1025-Jahr-Feier in Dankerode

1025-Jahr-Feier in Dankerode: Ein besonderes Völkchen

Dankerode - Mit einem großen Umzug startet Dankerode in seine 1025-Jahr-Feier. Auf dem Festplatz bieten die Einwohner ihren Gästen ein buntes Programm.

Von Sabine Herforth 07.08.2017, 06:37

Im 700-Seelen-Dorf Dankerode herrschte am Wochenende Ausnahmezustand. Zum 1025-jährigen Jubiläum seit der ersten urkundlichen Erwähnung wurde ein Fest auf die Beine gestellt, das sich sehen lassen konnte.

Dabei fing alles noch recht unscheinbar an: mit Blasmusik. Sie kündigte den Festumzug an, der am Sonnabend durch den Ort führte. Die Kinder und Erzieher der Kindertagesstätte Wirbelwind, die Seniorengruppe oder die Dankeröder Ortschronisten.

Das ganze Dorf war auf den Beinen und die meisten – so schien es – präsentierten sich den Besuchern bei der Dorfrunde. So bildeten beispielsweise die Bewohner der Siedlung, aber auch des Hinterdorfes Gruppen.
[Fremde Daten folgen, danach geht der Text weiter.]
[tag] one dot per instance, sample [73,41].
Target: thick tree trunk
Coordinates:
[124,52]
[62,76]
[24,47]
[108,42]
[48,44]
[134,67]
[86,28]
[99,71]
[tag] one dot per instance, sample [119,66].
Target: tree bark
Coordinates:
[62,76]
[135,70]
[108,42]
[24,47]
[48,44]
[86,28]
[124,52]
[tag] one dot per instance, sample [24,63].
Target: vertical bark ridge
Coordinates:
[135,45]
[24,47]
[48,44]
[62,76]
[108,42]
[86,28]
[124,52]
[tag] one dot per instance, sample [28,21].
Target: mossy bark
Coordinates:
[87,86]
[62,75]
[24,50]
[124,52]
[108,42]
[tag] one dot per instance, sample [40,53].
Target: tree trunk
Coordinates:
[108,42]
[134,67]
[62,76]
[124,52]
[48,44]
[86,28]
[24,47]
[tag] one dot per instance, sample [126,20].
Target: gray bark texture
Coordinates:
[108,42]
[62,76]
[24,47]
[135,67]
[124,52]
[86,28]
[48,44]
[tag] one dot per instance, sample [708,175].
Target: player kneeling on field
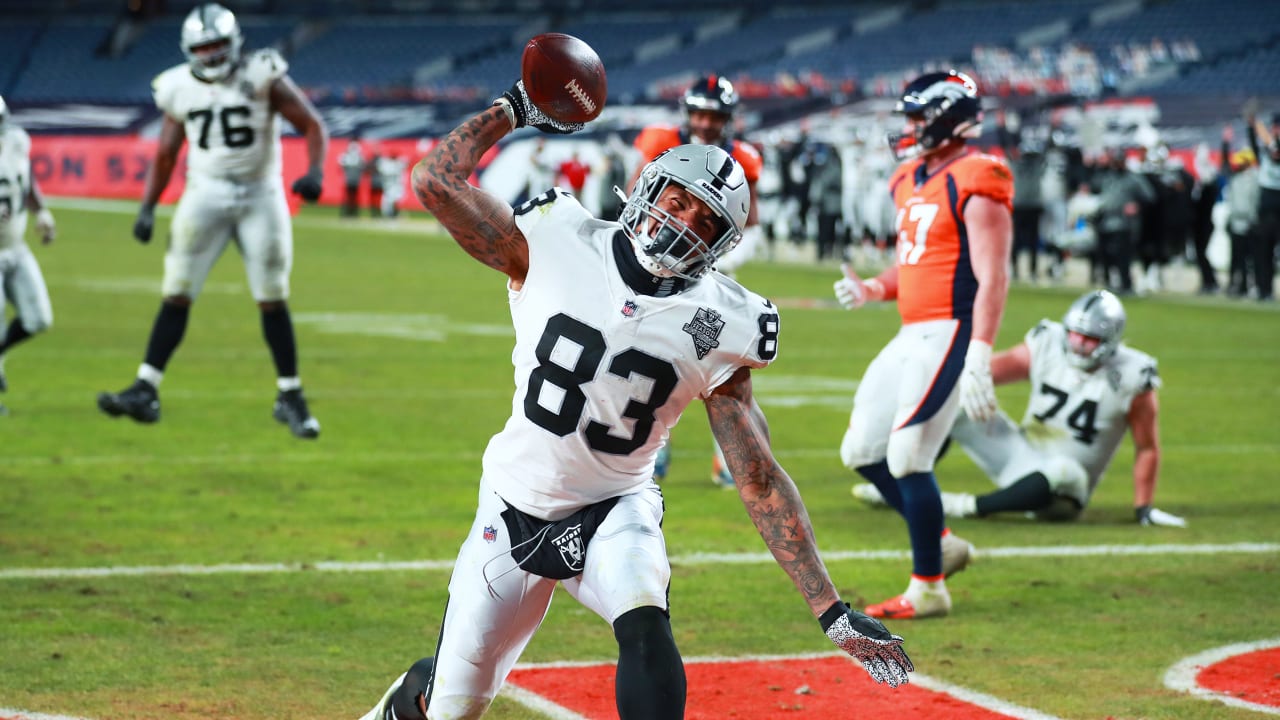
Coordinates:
[1088,388]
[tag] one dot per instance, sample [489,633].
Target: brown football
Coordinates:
[563,77]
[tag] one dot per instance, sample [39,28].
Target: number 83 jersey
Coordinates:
[232,131]
[603,372]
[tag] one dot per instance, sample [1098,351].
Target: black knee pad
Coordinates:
[411,697]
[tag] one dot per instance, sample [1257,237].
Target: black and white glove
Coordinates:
[309,186]
[869,642]
[1148,515]
[521,112]
[145,223]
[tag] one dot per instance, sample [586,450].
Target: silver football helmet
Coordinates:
[206,26]
[666,244]
[1100,315]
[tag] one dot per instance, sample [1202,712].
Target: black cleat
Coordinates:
[140,401]
[291,409]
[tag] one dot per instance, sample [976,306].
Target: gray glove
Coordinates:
[146,220]
[869,642]
[521,112]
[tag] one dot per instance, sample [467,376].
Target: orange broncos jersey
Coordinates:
[654,140]
[935,277]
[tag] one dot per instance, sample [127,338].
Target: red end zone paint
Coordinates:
[830,687]
[1252,677]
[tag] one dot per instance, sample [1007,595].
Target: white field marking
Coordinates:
[142,286]
[688,560]
[1182,677]
[972,697]
[307,456]
[9,714]
[432,328]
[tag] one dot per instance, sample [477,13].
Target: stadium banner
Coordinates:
[115,167]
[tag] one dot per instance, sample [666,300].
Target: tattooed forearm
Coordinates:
[768,493]
[481,224]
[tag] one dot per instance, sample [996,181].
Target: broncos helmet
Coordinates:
[950,108]
[667,245]
[712,92]
[211,24]
[1100,315]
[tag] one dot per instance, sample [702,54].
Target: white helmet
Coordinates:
[210,24]
[712,176]
[1100,315]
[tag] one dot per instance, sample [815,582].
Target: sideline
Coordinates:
[688,560]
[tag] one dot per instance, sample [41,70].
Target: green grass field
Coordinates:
[405,346]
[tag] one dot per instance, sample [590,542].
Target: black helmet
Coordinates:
[950,106]
[711,92]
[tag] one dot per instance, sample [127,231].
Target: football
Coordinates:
[563,77]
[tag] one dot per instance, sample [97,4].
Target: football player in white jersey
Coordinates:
[21,281]
[227,108]
[1088,390]
[620,324]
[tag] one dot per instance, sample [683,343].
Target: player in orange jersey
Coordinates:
[709,105]
[950,279]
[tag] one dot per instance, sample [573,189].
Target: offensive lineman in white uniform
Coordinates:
[1088,390]
[227,108]
[618,327]
[21,281]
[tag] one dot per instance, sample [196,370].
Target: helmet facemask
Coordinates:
[1097,315]
[211,41]
[664,244]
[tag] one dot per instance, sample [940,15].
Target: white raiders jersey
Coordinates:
[1079,414]
[232,132]
[602,372]
[14,185]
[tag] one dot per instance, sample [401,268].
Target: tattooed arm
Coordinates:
[771,497]
[481,224]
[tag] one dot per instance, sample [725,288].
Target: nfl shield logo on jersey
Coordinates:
[704,328]
[570,543]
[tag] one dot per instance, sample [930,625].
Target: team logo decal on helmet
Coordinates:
[211,41]
[666,245]
[1100,317]
[949,108]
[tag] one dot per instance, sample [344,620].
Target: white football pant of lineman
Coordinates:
[494,606]
[1000,449]
[22,283]
[895,387]
[211,214]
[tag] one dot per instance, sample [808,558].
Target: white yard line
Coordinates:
[689,560]
[1182,677]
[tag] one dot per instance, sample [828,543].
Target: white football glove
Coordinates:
[977,391]
[850,290]
[869,642]
[45,226]
[1148,515]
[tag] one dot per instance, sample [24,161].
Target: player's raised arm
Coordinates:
[778,514]
[480,222]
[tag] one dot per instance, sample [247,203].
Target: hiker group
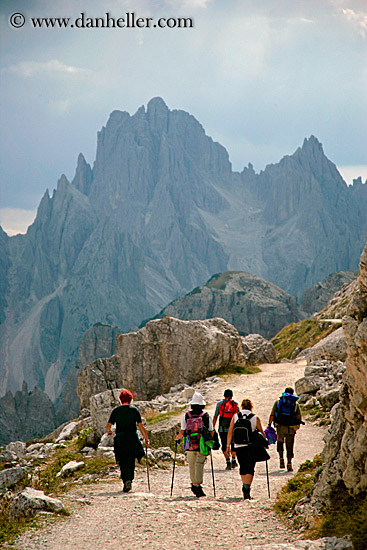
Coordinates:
[243,440]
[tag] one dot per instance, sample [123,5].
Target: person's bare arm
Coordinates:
[230,433]
[259,426]
[108,429]
[144,432]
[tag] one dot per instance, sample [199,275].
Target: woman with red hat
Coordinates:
[126,444]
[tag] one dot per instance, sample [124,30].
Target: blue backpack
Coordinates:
[285,413]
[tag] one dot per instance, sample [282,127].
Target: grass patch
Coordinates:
[301,335]
[237,369]
[299,486]
[154,418]
[315,414]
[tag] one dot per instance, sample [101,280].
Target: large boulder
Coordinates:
[257,349]
[164,353]
[345,452]
[11,476]
[30,501]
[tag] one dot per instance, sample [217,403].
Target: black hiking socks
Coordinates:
[197,490]
[127,486]
[246,491]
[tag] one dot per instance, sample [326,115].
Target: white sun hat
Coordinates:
[197,399]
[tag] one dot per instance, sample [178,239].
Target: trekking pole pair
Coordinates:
[174,465]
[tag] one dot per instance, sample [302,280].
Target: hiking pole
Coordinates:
[146,457]
[211,459]
[174,464]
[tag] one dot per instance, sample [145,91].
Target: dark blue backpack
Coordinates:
[285,414]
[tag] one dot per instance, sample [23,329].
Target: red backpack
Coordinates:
[228,409]
[194,427]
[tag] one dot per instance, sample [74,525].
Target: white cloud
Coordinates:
[360,18]
[16,220]
[34,68]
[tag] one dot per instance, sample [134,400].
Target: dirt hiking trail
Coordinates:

Fehlen durfte bei dem Umzug auch die Geschichte Dankerodes nicht, schließlich wurde Jubiläum gefeiert. Die Zuschauer grüßten also König, Adel, Mägde, aber auch einfache Bauern, die in ihren historischen Kleidern durch die Historie führten.

Alle haben sich herausgeputzt

Vereine und Feuerwehr hatten sich für diesen ersten Höhepunkt ebenso herausgeputzt wie Wanderfreunde und Sportgruppen. Ein Blickfang waren zudem das am längsten und am frischesten verheiratete Ehepaar im Ort, die mit Kutsche durch Dankerode fuhren.

Zwischendurch stoppte der Umzug immer wieder, nicht alles lief reibungslos. Doch weder die Zuschauer noch die Umzugsteilnehmer störten sich daran und hatten ihren Spaß an den verschiedenen Darbietungen.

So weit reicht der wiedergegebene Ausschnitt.